ARANH: Happiness under the sun

Aranh is one of the most recent projects, created just two years ago and located in Siem Reap’s province. Although it takes fourty minutes every morning for the monitors to arrive there, the journeys by truck are not an issue for them.. It is another fun moment during which all of the monitors, European and Khmers, sing and cheer up themselves.

“One more child working should not be acceptable, it is the most important issue for me”, Marta.

This project has something special as it is located in a school. While the children from the School Continuity Program run around the playground, other students are in the classrooms learning their lessons. Sometimes, the students form lines to watch the children from the School Continuity Program play and eventually join them. This exception is due to an agreement made between PSE and the headmaster of the school, both aware of the necessity of opening a new camp in this area.

Indeed, many of the children attending Siem Reap Central’s program stopped going because, either they lived too far, either they had school lessons and they did not have time to go anymore. But that was not it. Close to the paillote there is a neighborhood where a dumpsite on which lots of children are still working. There were more than enough reasons to start a new project here. “If only one child comes from that neighborhood or from that dumpsite, everything that is done in this camp would be worth it. One more child working should not be acceptable, it is the most important issue for me”, said Marta, the European coordinator for the Aranh project.

“Phnom Penh is the heart of this program, but it is also necessary to have a camp in Siem Reap or Sihanoukville because here too there are children working on the dumpsites”, said Jules, a second year monitor.

Marta, provoking a child’s laughs while she counts the points of the teams during the Olympics.

In this camp, the children are divided in two groups: the ones from the morning and the ones from the afternoon. The first ones start arriving around 7 and half an hour later come those arriving by bus. As many children cannot come walking, there is a bus that drives to the poorest zones to pick them up and brings them back at the end of the day. Once they arrive, they are taken to the showers and they gather all together during breakfast before being splitted among the kroms (groups) they will belong to during the day.

“Towards global problems, we all have the same point of view”, Enrique.

Starting then, and depending on the day, activities such as Big Games, Ferias, Waterparty and others take place. However, there is always a message, an objective behind each one. “I really enjoyed an activity which I did about recycling. At the beginning the children had to pick up trash from the camp and then run a race sorting out the different types of trash: plastic, glass, organic and paper. Then they had to put them in the respective dustbins which I did with posters and buckets and we asked them several questions about how they recycle at home or in their daily life. Many answered with examples which we know and apply in Europe. In conclusion, what we get from this is that, towards global problems, we all have the same point of view”, explains Enrique, a first year monitor.

Enrique, dancing with a kid during an activity consisiting in making costumes.

The activities applying the emotional intelligence concepts start to be implemented in the program. Very basic notions are first seen, but the objective of the monitors is to get as deep as possible within this notion to ensure the children understand it well. “This week we worked on how to identify and recognize its emotions.
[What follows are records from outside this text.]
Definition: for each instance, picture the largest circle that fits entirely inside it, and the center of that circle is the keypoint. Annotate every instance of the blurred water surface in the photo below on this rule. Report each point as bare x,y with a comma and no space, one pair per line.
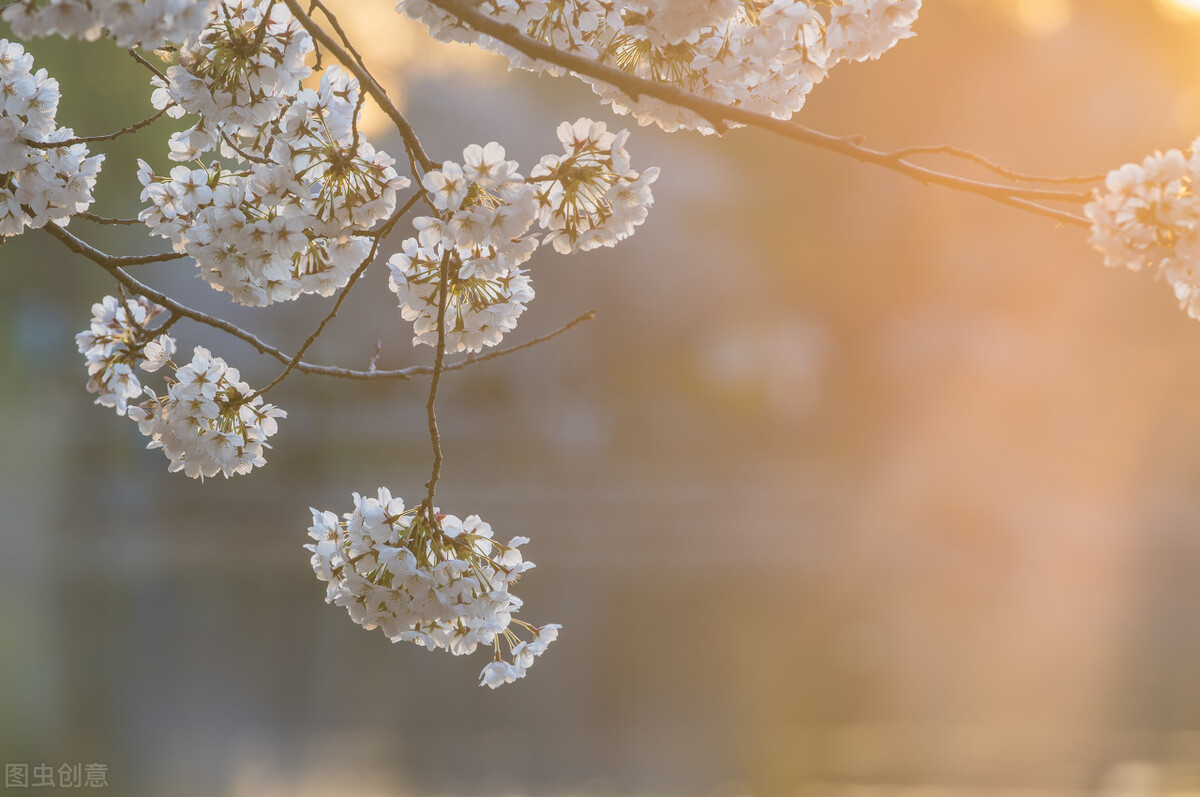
853,486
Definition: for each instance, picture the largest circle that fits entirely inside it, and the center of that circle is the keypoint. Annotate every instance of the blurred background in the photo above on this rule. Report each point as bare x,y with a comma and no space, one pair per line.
855,486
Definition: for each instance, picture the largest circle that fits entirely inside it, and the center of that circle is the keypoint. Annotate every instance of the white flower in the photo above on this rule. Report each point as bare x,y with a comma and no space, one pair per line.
425,577
209,421
120,340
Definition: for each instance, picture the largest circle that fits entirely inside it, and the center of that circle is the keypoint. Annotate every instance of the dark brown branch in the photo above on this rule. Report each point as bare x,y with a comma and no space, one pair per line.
137,57
379,234
714,111
106,261
491,355
177,309
106,220
438,366
93,139
412,143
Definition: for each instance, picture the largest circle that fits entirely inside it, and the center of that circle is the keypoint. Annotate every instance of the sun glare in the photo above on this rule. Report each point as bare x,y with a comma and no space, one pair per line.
1042,17
1181,9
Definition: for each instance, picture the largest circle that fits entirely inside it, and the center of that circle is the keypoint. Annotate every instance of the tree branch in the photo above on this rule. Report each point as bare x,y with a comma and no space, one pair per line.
412,143
717,112
93,139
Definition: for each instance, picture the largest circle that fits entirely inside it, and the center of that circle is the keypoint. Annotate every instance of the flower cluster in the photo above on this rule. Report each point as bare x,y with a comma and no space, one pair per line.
426,577
589,196
759,54
1147,216
238,75
209,421
119,341
283,221
40,181
131,23
585,198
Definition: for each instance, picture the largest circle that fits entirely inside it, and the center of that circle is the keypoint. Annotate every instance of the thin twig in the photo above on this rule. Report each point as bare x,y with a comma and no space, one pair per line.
412,143
975,157
713,111
107,261
106,220
93,139
341,297
491,355
137,57
438,365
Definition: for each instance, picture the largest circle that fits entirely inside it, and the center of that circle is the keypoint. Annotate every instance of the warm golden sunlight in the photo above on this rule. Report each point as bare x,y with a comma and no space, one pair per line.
1181,9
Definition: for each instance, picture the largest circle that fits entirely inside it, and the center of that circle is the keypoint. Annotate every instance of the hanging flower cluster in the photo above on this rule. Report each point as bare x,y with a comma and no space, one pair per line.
209,421
1147,216
131,23
120,340
285,220
40,183
753,54
430,579
585,198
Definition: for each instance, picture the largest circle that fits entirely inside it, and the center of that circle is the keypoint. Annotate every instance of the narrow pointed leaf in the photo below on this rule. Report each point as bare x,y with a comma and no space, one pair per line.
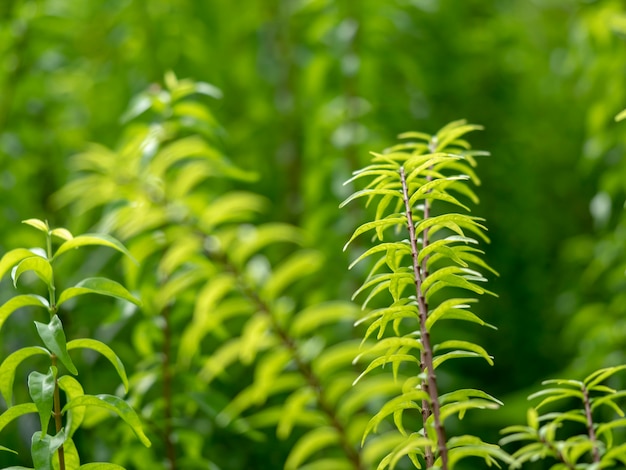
62,233
116,405
38,224
53,337
310,444
13,257
20,301
40,266
100,466
41,390
106,351
43,448
15,412
98,285
75,416
92,239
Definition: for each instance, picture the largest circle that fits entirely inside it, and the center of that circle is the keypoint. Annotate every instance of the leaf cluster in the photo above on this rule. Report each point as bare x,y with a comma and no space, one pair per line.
580,437
58,448
420,268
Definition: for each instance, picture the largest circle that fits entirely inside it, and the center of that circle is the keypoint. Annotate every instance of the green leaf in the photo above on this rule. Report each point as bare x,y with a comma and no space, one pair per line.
62,233
53,337
412,444
310,444
20,301
41,389
312,318
15,412
38,224
43,448
40,266
13,257
377,224
9,367
411,400
72,460
115,404
461,348
75,416
236,206
300,264
98,285
106,351
100,466
92,239
601,375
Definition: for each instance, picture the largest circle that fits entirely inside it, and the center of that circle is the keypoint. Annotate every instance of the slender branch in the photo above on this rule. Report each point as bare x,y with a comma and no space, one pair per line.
167,388
58,422
312,379
429,384
57,414
559,455
590,429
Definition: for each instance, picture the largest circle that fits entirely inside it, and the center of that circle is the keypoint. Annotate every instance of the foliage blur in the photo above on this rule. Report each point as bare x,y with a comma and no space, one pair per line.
310,86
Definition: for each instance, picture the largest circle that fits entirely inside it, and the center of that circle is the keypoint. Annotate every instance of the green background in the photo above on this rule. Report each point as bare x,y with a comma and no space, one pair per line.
310,87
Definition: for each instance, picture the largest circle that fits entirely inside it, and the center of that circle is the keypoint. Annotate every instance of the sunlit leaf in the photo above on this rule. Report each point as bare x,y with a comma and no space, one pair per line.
38,224
98,285
40,266
41,389
43,448
116,405
53,337
91,239
20,301
105,350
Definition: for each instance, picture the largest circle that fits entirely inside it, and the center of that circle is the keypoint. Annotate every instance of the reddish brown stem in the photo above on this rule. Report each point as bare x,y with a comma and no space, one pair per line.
311,378
429,384
590,430
167,389
58,422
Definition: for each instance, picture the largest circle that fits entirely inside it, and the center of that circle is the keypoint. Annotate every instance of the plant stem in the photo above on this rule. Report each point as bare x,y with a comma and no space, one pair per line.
429,384
58,422
57,414
167,389
312,379
590,430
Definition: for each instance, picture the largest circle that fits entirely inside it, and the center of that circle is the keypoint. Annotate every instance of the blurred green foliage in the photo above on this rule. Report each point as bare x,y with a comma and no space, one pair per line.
309,87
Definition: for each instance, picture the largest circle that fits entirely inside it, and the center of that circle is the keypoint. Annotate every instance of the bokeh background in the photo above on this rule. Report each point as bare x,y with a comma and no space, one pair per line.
311,86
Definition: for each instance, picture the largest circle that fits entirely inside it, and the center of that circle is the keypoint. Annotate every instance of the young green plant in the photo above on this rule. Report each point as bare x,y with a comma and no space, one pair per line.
57,448
588,442
431,256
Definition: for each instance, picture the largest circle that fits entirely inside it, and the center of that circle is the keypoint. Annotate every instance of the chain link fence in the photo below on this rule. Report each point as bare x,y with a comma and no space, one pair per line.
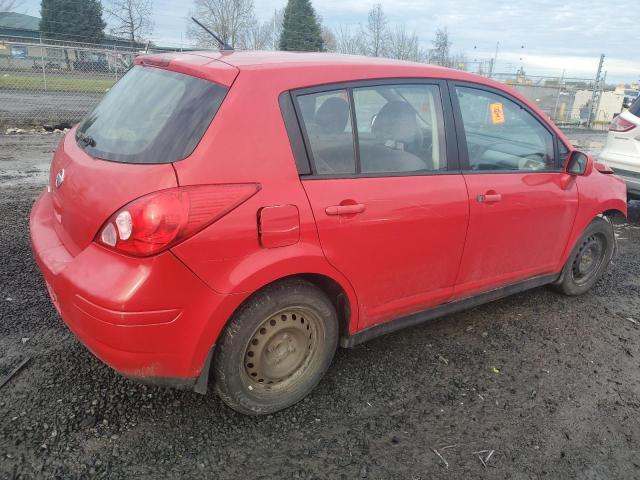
55,84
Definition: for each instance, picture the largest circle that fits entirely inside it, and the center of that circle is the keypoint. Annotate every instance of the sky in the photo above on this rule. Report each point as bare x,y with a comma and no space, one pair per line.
545,37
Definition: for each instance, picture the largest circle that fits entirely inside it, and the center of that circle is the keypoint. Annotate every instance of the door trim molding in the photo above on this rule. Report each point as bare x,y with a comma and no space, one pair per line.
348,341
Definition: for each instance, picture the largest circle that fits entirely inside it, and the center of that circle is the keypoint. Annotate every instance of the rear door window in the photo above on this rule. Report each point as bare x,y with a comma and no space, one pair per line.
400,128
501,135
150,116
327,122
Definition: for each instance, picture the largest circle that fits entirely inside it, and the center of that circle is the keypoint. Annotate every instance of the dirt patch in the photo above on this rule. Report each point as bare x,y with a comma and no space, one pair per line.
550,384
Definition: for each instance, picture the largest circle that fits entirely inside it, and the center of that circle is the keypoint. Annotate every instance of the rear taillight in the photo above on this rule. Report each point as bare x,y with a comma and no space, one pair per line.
619,124
157,221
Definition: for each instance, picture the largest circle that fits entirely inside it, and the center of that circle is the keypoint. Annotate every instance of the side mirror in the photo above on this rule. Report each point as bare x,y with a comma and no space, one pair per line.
579,164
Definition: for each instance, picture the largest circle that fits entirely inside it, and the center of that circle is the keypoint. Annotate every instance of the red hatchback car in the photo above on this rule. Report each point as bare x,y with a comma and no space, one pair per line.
238,215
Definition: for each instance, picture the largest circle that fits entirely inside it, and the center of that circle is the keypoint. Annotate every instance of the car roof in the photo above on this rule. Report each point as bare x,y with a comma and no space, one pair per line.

Within the concept of emotional intelligence we try to work first emotional consciousness : knowing the vocabulary, how it can be felt and how can everyone feel things differently than someone else,…” comments Marta.

In Aranh, most of life is spent outdoor so we try to spend as much time as possible under a roof.
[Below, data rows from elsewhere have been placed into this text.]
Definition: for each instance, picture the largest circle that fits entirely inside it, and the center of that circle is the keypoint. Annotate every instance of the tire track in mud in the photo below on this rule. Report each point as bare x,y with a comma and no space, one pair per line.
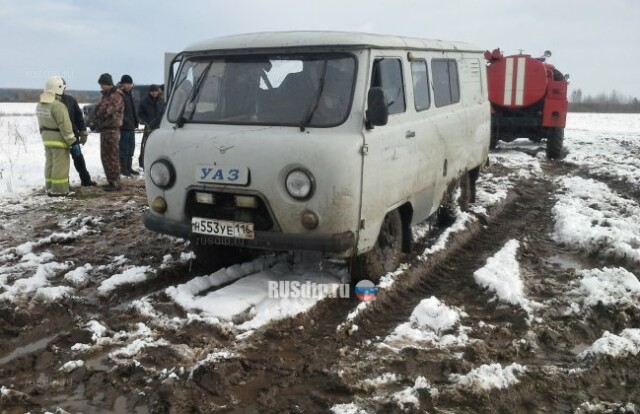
287,365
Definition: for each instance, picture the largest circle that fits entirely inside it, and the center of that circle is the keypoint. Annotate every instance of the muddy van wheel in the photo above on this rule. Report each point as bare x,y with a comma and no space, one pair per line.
555,137
386,254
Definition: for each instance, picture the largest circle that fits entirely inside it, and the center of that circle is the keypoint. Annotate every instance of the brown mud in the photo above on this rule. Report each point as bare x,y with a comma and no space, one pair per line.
313,361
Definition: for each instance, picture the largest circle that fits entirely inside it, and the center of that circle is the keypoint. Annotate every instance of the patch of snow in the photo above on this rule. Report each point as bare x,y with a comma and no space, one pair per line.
27,285
350,408
431,321
136,346
501,275
607,286
488,377
627,343
97,330
606,408
591,217
132,275
382,380
71,366
459,225
53,293
79,277
409,396
247,293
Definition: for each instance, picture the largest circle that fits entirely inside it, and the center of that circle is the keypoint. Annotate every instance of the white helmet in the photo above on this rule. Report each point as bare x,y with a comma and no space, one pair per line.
55,85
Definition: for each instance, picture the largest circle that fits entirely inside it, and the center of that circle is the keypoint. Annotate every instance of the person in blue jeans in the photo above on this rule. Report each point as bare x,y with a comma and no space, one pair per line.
127,130
81,134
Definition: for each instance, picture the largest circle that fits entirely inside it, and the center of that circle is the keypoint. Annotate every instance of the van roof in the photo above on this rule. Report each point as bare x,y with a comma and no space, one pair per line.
294,39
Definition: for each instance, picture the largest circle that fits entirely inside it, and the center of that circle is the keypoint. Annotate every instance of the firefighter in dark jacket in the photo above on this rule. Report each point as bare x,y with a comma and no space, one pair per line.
57,137
150,113
109,113
127,130
81,134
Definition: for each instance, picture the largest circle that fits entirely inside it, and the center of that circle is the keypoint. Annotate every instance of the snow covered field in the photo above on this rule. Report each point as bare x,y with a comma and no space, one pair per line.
530,301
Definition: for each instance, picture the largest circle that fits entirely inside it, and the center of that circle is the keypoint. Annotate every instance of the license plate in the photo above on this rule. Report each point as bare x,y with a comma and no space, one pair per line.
233,229
217,174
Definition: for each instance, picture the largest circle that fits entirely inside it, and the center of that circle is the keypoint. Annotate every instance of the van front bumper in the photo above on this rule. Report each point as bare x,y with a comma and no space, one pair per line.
333,243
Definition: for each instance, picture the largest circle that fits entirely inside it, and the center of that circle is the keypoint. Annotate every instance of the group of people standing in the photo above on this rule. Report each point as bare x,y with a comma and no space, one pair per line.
63,131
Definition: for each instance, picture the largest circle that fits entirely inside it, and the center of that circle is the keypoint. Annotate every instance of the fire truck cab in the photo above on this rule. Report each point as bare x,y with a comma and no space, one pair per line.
528,99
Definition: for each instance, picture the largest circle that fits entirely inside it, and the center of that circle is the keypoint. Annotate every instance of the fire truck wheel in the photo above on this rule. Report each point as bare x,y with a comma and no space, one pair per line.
385,256
554,142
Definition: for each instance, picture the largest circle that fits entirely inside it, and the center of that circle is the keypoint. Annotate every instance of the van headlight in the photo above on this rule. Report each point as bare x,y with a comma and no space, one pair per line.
300,184
162,174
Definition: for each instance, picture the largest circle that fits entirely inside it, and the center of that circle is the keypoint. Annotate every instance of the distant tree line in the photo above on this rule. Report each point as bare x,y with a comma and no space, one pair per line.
614,102
33,95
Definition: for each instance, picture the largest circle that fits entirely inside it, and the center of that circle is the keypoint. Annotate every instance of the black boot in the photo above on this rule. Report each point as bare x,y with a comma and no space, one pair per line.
112,186
124,169
130,167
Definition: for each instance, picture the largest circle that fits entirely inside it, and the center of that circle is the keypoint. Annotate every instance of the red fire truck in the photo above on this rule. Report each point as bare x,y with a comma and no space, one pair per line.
528,100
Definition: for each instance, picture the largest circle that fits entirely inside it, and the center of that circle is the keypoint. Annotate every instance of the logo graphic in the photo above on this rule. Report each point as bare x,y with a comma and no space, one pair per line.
366,290
224,149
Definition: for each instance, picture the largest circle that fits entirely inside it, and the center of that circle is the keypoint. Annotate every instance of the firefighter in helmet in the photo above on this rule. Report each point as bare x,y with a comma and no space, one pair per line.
57,137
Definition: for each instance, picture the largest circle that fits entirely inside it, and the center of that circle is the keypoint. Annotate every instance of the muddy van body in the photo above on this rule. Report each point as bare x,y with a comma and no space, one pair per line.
327,141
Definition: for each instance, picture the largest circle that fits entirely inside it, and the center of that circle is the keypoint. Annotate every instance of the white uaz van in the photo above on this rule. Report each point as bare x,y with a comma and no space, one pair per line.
327,141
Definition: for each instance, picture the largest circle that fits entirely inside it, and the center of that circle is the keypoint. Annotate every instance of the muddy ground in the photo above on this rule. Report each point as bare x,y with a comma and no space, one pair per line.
316,360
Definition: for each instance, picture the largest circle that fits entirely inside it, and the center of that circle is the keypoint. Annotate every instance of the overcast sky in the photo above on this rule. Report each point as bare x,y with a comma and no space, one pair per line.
596,41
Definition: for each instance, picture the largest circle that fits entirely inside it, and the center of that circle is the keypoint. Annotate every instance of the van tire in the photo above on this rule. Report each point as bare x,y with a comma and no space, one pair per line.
385,256
554,142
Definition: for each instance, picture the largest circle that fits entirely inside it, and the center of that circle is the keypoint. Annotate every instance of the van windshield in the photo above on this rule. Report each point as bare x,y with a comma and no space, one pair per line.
297,90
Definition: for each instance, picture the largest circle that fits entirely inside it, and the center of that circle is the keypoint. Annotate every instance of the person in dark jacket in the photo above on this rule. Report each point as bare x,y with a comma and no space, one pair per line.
127,130
150,113
81,134
109,114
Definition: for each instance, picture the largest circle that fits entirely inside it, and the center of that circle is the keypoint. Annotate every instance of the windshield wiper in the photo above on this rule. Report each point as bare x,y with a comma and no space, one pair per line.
308,115
192,95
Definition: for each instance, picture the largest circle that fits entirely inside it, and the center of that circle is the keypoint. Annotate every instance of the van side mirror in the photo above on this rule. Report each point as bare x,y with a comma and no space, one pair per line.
377,108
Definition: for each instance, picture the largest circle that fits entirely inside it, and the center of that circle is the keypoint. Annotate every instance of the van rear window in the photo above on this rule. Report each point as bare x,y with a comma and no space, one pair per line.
312,90
446,89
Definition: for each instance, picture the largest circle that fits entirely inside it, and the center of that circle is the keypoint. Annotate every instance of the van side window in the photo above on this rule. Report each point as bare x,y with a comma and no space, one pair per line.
421,97
446,89
387,74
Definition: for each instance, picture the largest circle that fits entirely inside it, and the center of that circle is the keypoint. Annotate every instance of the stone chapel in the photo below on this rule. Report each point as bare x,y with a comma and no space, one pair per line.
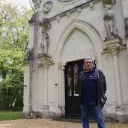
64,32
Later, they’ll get lunch under the roof of the camp. In Aranh, most of life is spent outdoor so we try to spend as much time as possible under a roof to prevent the kids being constantly under the sun. 
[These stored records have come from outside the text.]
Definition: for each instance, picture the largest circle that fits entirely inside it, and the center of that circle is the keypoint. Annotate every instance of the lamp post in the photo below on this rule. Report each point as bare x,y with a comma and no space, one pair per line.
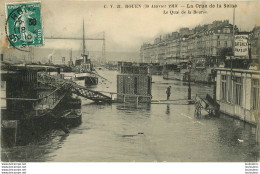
189,78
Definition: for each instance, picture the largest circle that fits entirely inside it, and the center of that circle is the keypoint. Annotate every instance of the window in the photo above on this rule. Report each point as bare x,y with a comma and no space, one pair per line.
229,89
218,44
255,94
238,90
223,87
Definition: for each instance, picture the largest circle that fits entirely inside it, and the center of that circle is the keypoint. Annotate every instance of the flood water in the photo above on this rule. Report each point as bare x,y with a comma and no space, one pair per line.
155,132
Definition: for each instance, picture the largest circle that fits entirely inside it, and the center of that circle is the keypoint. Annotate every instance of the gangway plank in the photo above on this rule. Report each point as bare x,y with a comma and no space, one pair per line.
82,91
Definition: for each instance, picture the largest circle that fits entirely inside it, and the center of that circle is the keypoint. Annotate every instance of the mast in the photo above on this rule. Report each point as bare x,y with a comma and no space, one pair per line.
84,44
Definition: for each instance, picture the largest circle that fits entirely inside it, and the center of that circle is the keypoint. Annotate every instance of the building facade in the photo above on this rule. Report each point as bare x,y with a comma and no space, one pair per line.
238,93
207,42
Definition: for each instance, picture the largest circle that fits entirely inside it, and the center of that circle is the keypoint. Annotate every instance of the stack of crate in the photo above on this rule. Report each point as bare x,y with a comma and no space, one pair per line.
134,84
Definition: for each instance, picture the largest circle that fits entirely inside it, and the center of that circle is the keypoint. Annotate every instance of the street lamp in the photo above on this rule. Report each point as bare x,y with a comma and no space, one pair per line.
189,78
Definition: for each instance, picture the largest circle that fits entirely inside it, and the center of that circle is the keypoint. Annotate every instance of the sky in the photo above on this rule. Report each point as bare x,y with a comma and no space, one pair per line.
127,28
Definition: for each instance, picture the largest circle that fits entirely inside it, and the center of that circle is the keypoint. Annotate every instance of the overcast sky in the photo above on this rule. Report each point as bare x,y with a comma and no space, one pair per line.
127,29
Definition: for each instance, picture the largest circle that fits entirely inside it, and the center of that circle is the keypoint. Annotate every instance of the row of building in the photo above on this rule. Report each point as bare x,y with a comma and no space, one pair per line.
210,42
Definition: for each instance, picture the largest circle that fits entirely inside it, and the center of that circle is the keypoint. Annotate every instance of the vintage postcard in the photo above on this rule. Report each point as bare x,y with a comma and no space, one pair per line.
124,81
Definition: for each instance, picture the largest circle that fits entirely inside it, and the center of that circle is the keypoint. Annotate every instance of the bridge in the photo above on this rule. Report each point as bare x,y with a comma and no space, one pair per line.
68,85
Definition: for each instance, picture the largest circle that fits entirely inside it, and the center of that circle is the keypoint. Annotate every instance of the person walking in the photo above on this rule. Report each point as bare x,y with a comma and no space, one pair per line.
168,92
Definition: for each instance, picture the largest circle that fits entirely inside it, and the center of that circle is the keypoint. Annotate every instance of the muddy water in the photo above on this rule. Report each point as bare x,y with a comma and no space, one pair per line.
156,132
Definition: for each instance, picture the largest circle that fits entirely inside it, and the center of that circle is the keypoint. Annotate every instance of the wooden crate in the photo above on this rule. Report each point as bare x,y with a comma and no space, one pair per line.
137,86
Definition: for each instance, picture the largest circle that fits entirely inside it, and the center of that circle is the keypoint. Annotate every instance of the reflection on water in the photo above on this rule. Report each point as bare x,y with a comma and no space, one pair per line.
145,132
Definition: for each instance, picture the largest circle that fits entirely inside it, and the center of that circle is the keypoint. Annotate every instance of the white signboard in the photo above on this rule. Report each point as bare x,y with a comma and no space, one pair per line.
241,45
Kids playing a Khmer game consisting in throwing then matching their flip-flops.

At eleven, it is meditation time during which the children relax after the morning’s games. Then comes the time to get some energy with a good lunch. this is the most chaotic moment of the day, as the two groups of kids are at the same time at the same place: the morning ones ending their half-day, and the afternoon ones who start to arrive. That might be stressing because the monitors do not always know which kid belongs to which groups, but they always end up managing it. The solution: when the first ones start their lunch, the second ones get their showers.

Once everyone is fed, some go to take a nap while other are driven back home, some go to school when others go back home. The children form lines while the monitors sing and dance to wake and cheer them up for the afternoon activities. The volunteers prepare the new games and workshops that will rhythm the rest of the day. It is finally time to play! After having played, learnt, ran et laughed a lot, a snack and a gouter are given to the kids who are going home around 4. As for the first group, they go back home by walk or by bus according to where they live.

The School Continuity Program becomes a second home for them.

This week they also have been visited by some of the monitors from the Medical Team of Phnom Penh : Alba, Jaime and Rosa. With them, the kids attend new activities, such as the sensitization workshops about sexually transmitted disease as HIV. The lack of information about health and hygiene is even more obvious in these activities during which they are asked about their knowledge on the topic. That is why the work realized by the Medical Team is so important within the paillote.

European and Khmer monitors happy after having finished the day.

In Aranh, people breath a very specific joy and illusion. In every activity, you can see the connection that exists between the monitors. By spending so much time together, they have became a big family. This is something that they also pass on to the children, and the School Continuity Program becomes a second home for them.